Security personnel belonging to the Central Reserve Police Force’s elite CoBRA unit, the District Reserve Guard, and the Special Task Force were part of the anti-insurgency operation. Unidentified officials told The Indian Express that 10 teams were launched in all – two from Sukma district and eight from three camps in Bijapur.

Of the six teams, three, with one comprising of District Reserve Guard (DRG) and Special Task Force, another of a DRG team and one CoBRA team, were launched at 10 pm on the night of April 2. These teams went the deepest with a plan to corner the Naxalites assembling in the area.

But several things went wrong that day.

One of the survivors of the encounter told The Times of India that they were attacked by over 400 Maoists from three sides. The ambush lines stretched over 2 km near Tekulguda village. Running gunfights broke out near Tekulguda, Jonaguda and Jeeragaon villages, he said.

There were other red flags too, according to the officials. “The two villages that the security personnel passed, Jeeragaon and Tekulguda, were completely empty,” one security officer told The Indian Express. “Both the villages were emptied out and we realised too late that something was wrong.”

Other personnel told The Times of India that they were carrying their injured colleagues into the deserted Tekulguda village, only to run into Maoists who “pounced on them with daggers”.

Villagers from the area spoke of “blood-soaked bodies of security personnel scattered over 1 km”. “Bullet-riddled and stabbed bodies were found in an open field and huts in Tekulguda,” a villager told the newspaper. “A few of the bodies were without trousers.”

Members of security forces carry the coffin of one of their colleague, who died following a gun battle with Maoists, which left twenty-two members of Indian security forces killed and 30 wounded, at the Central Reserve Police Force’s Jagdalpur camp in Bijapur district of Chhattisgarh on April 4. (AFP photo)

Took a day to reach site of encounter

The news of the ambush got out late on Saturday afternoon when the gunfight was still on, according to The Times of India. Till then, the police had confirmed only five deaths.

It was only after 24 hours of navigating the dense jungles that a rescue party of 500 police personnel was able to reach the site of encounter on Sunday.

As security personnel returned to retrieve the bodies of colleagues, they remembered how they “were completely covered” from all sides. “We tried to carry our injured and dead, but eventually, had to leave them behind,” one of them told The Indian Express.

Faulty intelligence

Several reports quoted officials as saying that Saturday’s ambush was a result of faulty intelligence inputs.

The Chhattisgarh Police said that the operation was launched based on intelligence inputs on the presence of Hidma, the commander of the lethal Battalion 1 of the Maoists. Other unidentified officials of CoBRA corborrated the same thing to The Indian Express.

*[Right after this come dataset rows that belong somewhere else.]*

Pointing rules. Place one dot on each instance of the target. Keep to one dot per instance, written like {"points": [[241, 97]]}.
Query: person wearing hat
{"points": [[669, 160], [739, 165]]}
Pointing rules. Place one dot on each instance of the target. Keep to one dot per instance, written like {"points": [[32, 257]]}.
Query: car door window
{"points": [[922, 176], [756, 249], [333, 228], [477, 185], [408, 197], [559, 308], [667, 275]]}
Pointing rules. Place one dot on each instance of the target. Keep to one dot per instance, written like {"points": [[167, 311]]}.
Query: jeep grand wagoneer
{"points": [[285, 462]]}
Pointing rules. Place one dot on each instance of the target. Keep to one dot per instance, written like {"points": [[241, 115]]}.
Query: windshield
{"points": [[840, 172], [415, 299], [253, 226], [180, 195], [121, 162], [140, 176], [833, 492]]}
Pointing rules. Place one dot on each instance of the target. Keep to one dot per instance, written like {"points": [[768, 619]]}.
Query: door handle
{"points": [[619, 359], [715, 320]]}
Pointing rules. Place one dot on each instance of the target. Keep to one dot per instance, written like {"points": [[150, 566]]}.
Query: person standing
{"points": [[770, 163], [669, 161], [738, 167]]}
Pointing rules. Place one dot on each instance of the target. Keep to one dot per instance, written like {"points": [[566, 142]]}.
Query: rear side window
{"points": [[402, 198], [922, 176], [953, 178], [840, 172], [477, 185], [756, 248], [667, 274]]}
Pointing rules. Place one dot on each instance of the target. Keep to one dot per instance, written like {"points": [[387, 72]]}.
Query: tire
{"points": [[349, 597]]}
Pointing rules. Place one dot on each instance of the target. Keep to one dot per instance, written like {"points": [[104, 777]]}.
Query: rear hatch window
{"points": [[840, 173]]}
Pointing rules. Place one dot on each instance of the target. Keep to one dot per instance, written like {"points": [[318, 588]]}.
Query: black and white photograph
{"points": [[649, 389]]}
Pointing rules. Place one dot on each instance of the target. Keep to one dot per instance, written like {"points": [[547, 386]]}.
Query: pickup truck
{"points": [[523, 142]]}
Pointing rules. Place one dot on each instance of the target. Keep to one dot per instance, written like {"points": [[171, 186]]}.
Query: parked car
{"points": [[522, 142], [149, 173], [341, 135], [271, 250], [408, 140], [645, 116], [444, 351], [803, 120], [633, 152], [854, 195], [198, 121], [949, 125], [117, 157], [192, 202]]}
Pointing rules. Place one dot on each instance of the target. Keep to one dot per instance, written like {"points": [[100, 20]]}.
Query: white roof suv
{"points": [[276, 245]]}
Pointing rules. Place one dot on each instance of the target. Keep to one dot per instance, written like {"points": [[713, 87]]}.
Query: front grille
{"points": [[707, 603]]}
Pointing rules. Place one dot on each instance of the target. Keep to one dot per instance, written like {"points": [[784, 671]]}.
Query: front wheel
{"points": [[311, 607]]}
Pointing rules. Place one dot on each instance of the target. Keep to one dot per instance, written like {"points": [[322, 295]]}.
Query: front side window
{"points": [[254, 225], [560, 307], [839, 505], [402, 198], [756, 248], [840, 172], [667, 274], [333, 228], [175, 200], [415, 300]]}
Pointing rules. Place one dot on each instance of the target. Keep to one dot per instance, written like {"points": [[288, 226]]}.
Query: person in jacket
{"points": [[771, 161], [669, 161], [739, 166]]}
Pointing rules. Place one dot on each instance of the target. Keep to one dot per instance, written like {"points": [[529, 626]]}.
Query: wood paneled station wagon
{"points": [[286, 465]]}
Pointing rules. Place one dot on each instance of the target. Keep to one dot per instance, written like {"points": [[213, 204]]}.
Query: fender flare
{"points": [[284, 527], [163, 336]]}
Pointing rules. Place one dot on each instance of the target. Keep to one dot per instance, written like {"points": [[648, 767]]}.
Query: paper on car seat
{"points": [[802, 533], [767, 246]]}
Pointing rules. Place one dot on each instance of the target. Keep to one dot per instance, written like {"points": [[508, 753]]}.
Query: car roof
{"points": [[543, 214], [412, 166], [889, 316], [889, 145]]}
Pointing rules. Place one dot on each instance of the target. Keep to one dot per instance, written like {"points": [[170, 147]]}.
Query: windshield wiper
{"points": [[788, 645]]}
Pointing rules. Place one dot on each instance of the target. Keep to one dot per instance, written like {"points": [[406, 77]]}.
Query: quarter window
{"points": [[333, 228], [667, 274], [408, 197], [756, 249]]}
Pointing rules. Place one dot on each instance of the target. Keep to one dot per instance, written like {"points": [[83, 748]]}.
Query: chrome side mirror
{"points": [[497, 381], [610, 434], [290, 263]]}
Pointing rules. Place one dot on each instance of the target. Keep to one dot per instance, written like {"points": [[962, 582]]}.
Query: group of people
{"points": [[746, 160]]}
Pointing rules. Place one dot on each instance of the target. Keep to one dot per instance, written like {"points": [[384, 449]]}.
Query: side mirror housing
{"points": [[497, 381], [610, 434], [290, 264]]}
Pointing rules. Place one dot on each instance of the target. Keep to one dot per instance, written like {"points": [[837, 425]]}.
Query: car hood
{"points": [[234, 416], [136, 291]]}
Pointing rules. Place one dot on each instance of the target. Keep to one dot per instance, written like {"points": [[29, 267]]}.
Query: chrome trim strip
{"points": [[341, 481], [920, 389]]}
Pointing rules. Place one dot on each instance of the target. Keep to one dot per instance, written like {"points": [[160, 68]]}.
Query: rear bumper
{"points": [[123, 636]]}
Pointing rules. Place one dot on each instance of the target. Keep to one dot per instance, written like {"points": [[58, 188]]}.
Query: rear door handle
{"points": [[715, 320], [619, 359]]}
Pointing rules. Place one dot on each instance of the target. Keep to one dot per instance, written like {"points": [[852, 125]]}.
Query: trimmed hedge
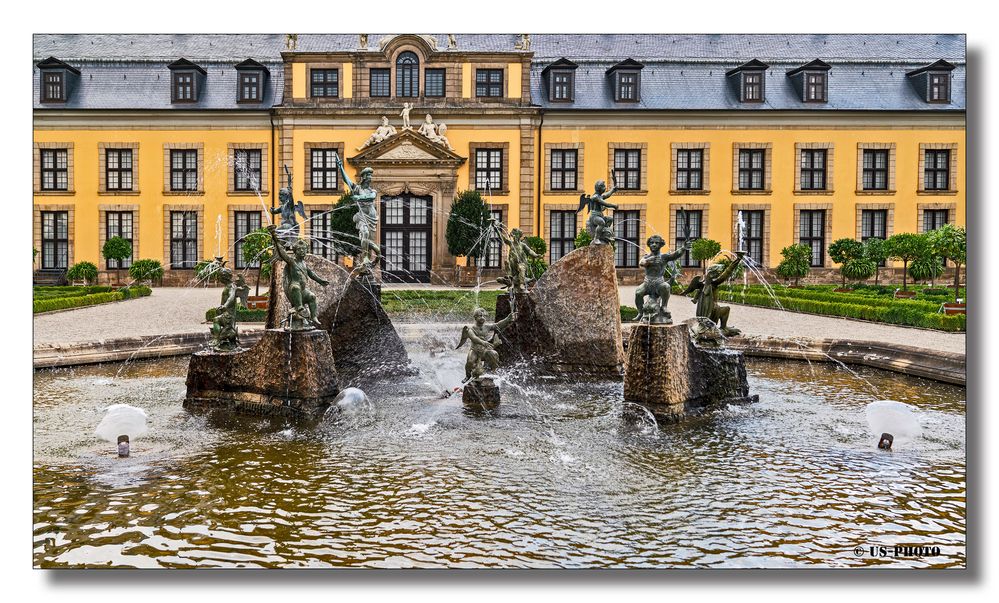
{"points": [[88, 299], [898, 312]]}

The operation was also based on inputs from one Sujatha, an associate in the Jagargunda-Jonaguda-Tarrem belt, according to NDTV.

Chhattisgarh Chief Minister Bhupesh Baghel visits a CRPF jawan injured in Bijapur during the encounter with Maoists. (PTI photo)

This turned out to be a trap, according to reports. “We are being played,” a senior police officer told The Indian Express. “The kind of fire we came under, and the positions they took, show it was well-planned.”

The officer said there were “clear signs that the Maoists know we are listening to their code”.

There were operational loopholes as well. The official said that “hard questions will have to be asked as to how 21 jawans, including elite CoBRA fighters, got left behind during the gunfight”.

“The Maoists had so much time that they could strip our men of all our weapons and equipment and the bodies lay there for hours,” he added. “What is even more concerning is that this was not deep in the forests at all. Journalists reached the spot the next morning in no time because it is only half an hour from the camps and the main road.”

Chhattisgarh Chief Minister Bhupesh Baghel and CRPF Director General Kuldeep Singh, however, denied any intelligence failure. “Had it been some intelligence failure, forces would have not gone for the operation,” Singh claimed. “And if there was some operational failure, so many Maoists would not have been killed.”